Scilm, completata acquisizione di Anoxidall, prospettiva organico sopra le 300 unità e fatturato oltre i 100 milioni di euro
L'obiettivo dichiarato è quello di governare l'intera filiera dell'alluminio, ottimizzando i flussi di lavoro e garantendo una reattività superiore di fronte alle evoluzioni della domanda globale nel settore del mobile
Il panorama industriale del Nord-Est si rafforza grazie a un’operazione che vede protagonista Scilm Spa. L'azienda di Cittadella ha ufficializzato l'acquisizione di Anoxidall, azienda friulana specializzata nelle finiture dell'alluminio. Ciò permette al gruppo padovano di compiere un salto dimensionale, proiettandolo oltre la soglia dei 100 milioni di euro di fatturato e consolidando un organico che supera ora le 300 unità.
La verticalizzazione della produzione
Integrando i processi di anodizzazione e verniciatura all'interno del proprio perimetro, il gruppo veneto assume il controllo diretto su fasi produttive sempre più cruciali per il design contemporaneo. L'obiettivo dichiarato è quello di governare l'intera filiera dell'alluminio, ottimizzando i flussi di lavoro e garantendo una reattività superiore di fronte alle evoluzioni della domanda globale nel settore del mobile.
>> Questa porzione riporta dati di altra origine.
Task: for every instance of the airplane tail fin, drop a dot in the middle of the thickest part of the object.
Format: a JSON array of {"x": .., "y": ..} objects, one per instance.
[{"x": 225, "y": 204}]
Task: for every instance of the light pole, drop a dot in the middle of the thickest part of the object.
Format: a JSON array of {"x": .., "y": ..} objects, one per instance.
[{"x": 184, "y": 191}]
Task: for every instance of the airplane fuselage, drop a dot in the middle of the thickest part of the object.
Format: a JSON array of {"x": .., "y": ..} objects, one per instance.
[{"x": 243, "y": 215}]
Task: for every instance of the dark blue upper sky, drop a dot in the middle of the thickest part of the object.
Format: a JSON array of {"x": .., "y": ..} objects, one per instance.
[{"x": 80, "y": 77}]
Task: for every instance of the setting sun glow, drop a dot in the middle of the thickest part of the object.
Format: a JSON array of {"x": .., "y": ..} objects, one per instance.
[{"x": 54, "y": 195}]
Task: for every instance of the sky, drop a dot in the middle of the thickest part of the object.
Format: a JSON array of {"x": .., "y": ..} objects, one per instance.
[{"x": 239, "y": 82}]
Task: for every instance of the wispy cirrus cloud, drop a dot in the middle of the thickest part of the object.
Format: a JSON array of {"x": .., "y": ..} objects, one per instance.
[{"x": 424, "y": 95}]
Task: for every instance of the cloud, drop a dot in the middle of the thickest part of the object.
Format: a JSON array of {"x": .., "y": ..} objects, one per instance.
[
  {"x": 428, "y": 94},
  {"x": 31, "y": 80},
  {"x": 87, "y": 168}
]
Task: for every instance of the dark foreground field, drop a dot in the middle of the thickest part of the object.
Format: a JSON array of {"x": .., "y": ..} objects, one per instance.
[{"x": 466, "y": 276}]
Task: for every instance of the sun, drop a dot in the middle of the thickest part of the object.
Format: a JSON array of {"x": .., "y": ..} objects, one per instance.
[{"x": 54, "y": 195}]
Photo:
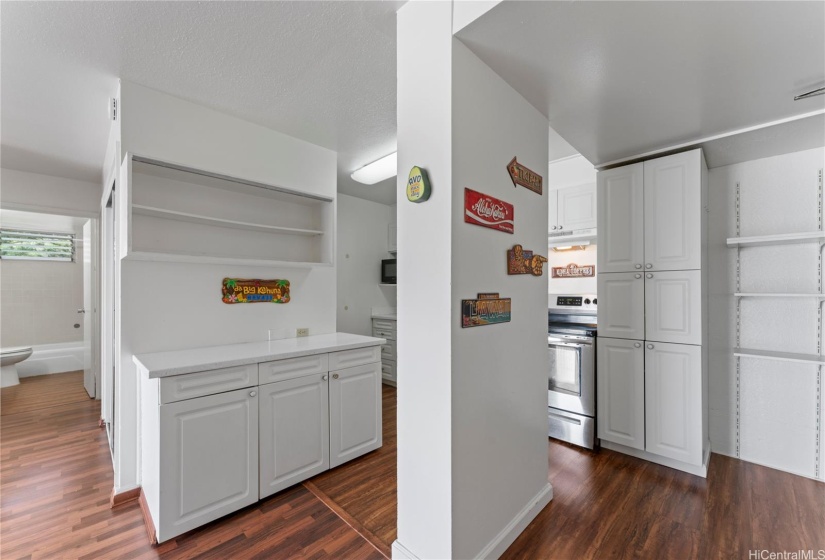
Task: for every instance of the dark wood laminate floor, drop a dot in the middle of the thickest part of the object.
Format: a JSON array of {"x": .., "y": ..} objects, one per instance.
[{"x": 55, "y": 480}]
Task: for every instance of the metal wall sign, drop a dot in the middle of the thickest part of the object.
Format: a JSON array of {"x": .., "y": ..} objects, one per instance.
[
  {"x": 520, "y": 175},
  {"x": 487, "y": 211},
  {"x": 239, "y": 290},
  {"x": 573, "y": 270},
  {"x": 520, "y": 261},
  {"x": 486, "y": 309},
  {"x": 418, "y": 185}
]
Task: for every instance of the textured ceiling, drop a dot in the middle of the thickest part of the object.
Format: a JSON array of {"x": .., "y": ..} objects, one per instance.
[
  {"x": 320, "y": 71},
  {"x": 618, "y": 79}
]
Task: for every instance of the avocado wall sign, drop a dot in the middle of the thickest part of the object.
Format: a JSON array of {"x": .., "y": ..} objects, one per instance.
[{"x": 418, "y": 185}]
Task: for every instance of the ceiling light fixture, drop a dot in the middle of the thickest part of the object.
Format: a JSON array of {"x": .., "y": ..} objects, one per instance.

Nonostante il cambio di assetto societario, Anoxidall preserverà la propria identità operativa e territoriale. La guida della sede friulana resterà affidata a Roberto Re, che manterrà il ruolo di amministratore delegato garantendo stabilità e continuità all'attività. Questa nuova struttura si affianca alle realtà già consolidate del gruppo: il quartier generale veneto, la divisione marchigiana EuroOrvel e la filiale statunitense ScilmAmerica, confermando una vocazione all'export che guarda ai mercati mondiali.
La visione dei fondatori
"L’azienda, come evidenziato dai soci Loris Beghetto e Paolo Scudiero – vuole essere vicina ai clienti investendo nel processo produttivo e migliorandone l’efficienza. Solo possedendo competenze complete è possibile garantire gli standard di qualità e servizio richiesti dal mercato del mobile".